Dryden plays a significant role in the development of next-generation NASA spacecraft as part of the Constellation program. The spacecraft currently being developed, the Orion Crew Exploration Vehicle, is expected to take astronauts to and from the International Space Station and, eventually, back to the moon.
Center engineers conducted preliminary definition and planning for the Orion Crew Module test article abort flight tests, drop tests, and landing and recovery tests. That work involved development of abort profiles, range safety requirements and integration, flight test support and independent analysis. The Abort Flight Test effort is managed at Dryden under the leadership of the Project Orion Flight Test Office at Johnson Space Center, Houston.

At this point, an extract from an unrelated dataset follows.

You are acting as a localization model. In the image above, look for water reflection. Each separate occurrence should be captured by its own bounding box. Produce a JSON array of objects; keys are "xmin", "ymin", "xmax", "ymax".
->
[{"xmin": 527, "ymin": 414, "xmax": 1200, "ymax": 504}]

NASA's first full-scale flight-test article of the Constellation program, which is called the Orion flight test crew module, is undergoing preparations at Dryden for the first flight test of the spacecraft's launch abort system in 2009. The Orion flight test crew module arrived at Edwards Air Force Base March 28. After being painted in the Edwards Air Force Base paint hangar, it was delivered to Dryden for installation of flight computers, instrumentation and other electronics.
Following systems installation, the completed vehicle will be shipped from Dryden to the U.S. Army's White Sands Missile Range in New Mexico, where the launch abort system will be integrated with the vehicle for the first abort flight test. Four abort flight tests will launch from White Sands, with the fifth and last test of the system flying from Kennedy Space Center in Florida.